Laito começou a me ajudar sem falar nada e Subaru fez o mesmo, logo o lado esquerdo do corpo de Tora estava todo cheio de curativos, alguns já estavam um pouco vermelhos pelo sangue. Eu peguei a camisola de seda preta que o Ayato trouxera e vesti nela.

— O remédio está pronto. – Reiji avisou entrando no quarto e vendo que Tora já estava limpa e de roupa trocada.

— Muito obrigada, Reiji-san, muito obrigada mesmo! – agradeci com um enorme alívio, nem precisei perguntar se iria funcionar, porque os remédios do Reiji nunca falhavam.

— Eu dou o remédio para ela. – Ayato prontificou-se e eu estava prestes a gritar com ele, entretanto Reiji foi mais rápido.

— Você não acha que já fez mais que o suficiente, Ayato? – perguntou irônico. O ruivo ficou calado e desviou o olhar para o chão. – Subaru, dê o remédio. – ordenou oferecendo o frasco para Subaru.

— Por que eu sou obrigado a fazer isso? – Subaru retrucou com um olhar de irritação.
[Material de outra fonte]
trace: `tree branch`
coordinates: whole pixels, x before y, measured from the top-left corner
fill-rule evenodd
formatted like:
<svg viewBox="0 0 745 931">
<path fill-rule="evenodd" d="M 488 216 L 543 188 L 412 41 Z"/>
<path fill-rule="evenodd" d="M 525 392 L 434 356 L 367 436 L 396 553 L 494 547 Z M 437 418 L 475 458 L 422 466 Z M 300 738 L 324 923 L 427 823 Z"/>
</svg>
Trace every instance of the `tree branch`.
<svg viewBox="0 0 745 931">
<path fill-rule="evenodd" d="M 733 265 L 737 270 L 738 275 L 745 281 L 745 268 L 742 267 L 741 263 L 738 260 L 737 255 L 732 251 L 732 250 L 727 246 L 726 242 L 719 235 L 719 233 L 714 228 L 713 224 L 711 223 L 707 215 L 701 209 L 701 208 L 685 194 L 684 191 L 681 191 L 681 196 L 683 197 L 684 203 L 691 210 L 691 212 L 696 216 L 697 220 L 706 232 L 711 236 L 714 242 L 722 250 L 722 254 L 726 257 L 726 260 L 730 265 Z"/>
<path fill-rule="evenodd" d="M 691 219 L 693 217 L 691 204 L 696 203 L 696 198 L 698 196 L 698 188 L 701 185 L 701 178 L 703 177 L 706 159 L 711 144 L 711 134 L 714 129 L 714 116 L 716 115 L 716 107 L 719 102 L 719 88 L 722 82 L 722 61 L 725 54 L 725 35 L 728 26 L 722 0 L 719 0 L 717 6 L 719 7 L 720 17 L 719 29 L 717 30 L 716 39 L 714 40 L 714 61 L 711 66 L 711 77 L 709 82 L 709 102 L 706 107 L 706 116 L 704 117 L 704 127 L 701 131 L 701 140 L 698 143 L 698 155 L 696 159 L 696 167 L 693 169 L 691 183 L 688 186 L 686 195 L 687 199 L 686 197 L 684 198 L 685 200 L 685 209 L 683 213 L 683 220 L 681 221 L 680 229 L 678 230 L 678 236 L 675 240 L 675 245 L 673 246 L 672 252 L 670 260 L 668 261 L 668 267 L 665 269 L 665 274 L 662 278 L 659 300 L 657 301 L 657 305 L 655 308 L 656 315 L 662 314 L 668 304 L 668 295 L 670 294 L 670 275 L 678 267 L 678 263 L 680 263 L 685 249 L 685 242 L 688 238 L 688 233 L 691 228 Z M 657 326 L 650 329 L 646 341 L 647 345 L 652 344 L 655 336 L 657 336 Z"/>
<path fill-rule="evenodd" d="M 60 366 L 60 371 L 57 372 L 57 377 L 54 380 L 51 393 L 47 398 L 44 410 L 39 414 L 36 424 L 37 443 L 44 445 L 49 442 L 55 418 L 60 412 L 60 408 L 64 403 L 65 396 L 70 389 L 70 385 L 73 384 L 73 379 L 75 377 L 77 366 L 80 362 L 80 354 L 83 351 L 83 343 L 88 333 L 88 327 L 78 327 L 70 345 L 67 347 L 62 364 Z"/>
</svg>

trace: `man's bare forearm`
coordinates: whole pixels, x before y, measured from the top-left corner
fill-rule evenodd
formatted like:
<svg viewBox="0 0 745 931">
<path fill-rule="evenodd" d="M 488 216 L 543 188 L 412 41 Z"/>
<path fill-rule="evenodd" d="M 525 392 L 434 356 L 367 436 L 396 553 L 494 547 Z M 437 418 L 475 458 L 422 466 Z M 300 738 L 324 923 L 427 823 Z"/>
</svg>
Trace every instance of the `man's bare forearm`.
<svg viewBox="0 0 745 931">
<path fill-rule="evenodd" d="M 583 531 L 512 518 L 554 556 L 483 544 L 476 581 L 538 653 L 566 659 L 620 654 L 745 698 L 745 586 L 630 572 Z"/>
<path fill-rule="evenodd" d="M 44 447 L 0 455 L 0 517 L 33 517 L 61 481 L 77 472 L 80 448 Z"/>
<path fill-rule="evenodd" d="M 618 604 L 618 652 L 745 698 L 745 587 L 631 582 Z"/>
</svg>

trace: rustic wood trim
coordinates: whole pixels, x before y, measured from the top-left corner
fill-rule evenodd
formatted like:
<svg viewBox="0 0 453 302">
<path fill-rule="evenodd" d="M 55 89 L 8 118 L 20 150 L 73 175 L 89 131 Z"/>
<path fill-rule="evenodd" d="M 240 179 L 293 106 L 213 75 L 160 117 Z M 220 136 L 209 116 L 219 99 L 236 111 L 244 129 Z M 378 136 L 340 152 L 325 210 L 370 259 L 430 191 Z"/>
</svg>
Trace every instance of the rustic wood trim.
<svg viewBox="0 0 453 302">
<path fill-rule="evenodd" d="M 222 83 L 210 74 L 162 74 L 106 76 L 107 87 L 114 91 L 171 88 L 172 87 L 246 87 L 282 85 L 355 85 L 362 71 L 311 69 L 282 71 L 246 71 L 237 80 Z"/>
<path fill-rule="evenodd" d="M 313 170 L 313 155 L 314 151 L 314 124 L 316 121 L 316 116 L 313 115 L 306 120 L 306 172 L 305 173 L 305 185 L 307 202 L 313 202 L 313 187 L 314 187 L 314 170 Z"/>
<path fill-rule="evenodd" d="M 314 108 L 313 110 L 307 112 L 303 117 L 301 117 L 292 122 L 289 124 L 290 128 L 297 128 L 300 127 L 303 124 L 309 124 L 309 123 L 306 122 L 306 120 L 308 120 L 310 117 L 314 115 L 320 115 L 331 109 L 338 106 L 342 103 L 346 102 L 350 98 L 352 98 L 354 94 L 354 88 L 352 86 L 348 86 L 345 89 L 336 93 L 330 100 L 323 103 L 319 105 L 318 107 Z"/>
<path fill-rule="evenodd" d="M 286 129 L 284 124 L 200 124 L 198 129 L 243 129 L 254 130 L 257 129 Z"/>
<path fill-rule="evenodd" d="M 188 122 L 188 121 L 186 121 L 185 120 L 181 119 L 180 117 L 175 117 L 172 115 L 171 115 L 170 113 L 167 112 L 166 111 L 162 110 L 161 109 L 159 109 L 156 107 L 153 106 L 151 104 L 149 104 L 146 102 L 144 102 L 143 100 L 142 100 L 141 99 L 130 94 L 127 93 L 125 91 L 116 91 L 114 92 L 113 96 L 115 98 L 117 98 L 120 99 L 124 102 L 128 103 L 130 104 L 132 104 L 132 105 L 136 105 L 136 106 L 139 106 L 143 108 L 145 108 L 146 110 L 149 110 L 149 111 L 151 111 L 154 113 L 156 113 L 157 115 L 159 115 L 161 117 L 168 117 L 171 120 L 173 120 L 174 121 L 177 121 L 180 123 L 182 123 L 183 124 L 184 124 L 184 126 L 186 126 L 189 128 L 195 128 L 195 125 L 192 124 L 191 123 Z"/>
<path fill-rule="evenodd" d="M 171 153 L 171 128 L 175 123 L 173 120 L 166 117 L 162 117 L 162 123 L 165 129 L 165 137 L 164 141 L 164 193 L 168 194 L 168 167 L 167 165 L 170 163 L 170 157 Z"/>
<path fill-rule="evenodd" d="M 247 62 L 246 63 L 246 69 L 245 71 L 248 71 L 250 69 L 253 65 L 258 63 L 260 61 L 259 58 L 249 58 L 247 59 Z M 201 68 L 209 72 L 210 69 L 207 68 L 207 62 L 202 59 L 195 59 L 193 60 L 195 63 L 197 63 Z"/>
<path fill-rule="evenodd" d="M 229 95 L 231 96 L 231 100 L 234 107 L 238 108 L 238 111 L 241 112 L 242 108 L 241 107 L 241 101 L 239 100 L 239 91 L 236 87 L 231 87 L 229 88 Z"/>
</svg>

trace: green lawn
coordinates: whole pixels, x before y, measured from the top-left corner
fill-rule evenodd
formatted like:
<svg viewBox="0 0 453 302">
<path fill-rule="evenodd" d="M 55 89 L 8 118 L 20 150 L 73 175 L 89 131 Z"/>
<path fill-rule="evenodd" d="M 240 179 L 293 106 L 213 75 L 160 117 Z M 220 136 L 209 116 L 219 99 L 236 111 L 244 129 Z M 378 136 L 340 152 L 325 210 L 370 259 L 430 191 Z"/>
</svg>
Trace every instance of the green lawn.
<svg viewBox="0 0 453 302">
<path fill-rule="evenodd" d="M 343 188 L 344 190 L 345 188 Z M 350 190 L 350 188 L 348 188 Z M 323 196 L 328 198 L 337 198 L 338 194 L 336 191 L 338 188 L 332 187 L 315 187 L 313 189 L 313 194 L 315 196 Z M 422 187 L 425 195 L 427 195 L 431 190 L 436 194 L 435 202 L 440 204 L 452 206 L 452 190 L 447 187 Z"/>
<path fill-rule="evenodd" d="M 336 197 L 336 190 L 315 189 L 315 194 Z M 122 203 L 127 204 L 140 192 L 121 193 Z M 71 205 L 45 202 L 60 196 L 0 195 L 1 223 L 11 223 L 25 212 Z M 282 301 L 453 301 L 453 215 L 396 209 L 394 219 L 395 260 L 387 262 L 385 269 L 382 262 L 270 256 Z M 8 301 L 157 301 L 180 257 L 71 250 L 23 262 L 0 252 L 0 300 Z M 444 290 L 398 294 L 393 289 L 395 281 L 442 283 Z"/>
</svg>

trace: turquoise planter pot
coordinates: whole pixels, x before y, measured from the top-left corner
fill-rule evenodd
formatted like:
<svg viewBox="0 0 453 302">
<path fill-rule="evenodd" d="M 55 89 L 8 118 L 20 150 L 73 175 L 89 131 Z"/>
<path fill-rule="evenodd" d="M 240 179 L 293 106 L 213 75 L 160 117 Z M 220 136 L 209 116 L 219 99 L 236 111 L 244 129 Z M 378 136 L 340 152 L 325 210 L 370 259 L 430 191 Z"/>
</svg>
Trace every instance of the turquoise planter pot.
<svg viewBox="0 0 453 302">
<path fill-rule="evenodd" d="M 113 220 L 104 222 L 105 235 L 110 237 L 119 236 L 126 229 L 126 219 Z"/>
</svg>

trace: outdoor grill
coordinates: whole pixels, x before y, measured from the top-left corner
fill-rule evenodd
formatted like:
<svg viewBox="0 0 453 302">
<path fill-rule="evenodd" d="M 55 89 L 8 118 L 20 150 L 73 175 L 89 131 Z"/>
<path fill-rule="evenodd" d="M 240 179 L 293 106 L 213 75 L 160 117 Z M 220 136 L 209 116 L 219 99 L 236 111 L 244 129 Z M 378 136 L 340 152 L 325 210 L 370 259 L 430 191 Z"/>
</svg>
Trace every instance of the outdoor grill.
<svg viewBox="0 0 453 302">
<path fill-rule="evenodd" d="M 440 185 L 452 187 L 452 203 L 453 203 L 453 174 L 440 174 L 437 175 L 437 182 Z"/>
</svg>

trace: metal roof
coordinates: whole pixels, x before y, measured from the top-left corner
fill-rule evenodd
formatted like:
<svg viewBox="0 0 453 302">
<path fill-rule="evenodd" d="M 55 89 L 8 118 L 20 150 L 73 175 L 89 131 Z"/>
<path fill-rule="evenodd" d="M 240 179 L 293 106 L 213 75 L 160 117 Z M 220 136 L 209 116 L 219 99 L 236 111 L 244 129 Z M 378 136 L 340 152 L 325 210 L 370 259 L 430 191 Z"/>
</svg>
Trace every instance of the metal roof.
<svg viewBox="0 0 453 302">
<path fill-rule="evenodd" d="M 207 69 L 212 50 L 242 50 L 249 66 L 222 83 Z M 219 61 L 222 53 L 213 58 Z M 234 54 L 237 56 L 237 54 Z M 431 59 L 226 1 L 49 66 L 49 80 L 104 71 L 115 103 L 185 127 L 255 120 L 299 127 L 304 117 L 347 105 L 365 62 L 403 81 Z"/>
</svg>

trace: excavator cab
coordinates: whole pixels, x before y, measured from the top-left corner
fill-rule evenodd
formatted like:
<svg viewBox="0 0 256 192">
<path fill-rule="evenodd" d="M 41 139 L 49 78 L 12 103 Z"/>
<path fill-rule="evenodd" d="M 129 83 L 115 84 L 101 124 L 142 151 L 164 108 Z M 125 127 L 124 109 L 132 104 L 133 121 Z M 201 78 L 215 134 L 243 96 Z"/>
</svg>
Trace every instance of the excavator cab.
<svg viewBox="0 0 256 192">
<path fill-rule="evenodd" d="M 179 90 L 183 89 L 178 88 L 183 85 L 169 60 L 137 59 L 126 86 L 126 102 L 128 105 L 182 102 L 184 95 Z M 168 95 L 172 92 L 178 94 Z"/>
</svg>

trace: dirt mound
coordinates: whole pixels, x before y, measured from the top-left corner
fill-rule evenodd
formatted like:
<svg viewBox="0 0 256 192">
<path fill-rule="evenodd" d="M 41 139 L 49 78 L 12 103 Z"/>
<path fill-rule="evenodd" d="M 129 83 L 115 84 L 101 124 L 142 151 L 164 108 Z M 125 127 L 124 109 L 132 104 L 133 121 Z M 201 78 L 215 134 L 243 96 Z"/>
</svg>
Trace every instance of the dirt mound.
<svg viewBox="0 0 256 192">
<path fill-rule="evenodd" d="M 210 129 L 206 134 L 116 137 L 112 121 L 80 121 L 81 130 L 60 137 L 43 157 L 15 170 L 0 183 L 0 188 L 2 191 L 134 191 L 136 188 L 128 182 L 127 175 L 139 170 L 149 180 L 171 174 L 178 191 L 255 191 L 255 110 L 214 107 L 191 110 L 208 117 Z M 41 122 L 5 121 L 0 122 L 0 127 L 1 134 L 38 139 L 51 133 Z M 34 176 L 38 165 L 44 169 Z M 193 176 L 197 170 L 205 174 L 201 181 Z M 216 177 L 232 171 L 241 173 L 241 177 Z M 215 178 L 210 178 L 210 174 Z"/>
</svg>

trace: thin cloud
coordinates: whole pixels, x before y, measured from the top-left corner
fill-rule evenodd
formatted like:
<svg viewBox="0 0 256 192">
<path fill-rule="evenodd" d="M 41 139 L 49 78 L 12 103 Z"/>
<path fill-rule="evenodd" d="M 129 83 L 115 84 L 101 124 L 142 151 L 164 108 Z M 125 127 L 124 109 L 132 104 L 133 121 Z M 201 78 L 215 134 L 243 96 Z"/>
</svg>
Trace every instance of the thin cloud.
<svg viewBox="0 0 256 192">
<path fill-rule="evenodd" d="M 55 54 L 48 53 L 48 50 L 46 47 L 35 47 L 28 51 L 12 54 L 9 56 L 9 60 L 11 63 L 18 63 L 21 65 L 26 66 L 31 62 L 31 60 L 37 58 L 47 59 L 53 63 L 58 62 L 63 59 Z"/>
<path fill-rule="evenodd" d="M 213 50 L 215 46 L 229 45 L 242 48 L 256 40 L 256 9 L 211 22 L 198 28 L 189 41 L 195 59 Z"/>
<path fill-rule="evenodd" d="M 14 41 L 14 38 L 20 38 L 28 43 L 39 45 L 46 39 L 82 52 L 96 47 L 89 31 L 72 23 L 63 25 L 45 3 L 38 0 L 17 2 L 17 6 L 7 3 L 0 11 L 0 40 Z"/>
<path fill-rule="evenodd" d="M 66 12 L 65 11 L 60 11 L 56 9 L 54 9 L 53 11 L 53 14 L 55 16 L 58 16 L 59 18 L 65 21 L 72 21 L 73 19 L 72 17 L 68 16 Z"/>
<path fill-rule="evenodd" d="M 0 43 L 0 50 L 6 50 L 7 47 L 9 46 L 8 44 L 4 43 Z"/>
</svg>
Reiji revirou os olhos e ofereceu o frasco para o Laito.

— Com prazer! – Laito aceitou com um sorriso travesso, na hora que ele estendeu a mão para pegar o frasco Subaru se apressou e pegou antes de Laito, que o fuzilou com o olhar.

O albino chegou perto da Tora e virou o líquido do frasco em sua boca sem engolir, então ele entreabriu um pouco os lábios dela e a beijou passando o remédio para a sua boca. Uma pontada de ciúmes me atingiu, mas eu a expulsei rapidamente, não era hora para isso. Subaru se afastou e massageou a garganta dela para ajudá-la a engolir, nesse momento ela entreabriu os olhos e parecia estar olhando para o Subaru.

— Me lembre de te agradecer, vampiro gentil! – disse num sussurro rouco e voltou a adormecer, a questão agora era se ela iria acordar.

Notas finais
Tora: Poxa, eu só falei uma vez no capítulo todo! :( Autora: Você devia me agradecer por eu ter deixado você falar nesse capítulo! Tora: Um dia eu ainda te pego, maldita! Autora: Pega nada!!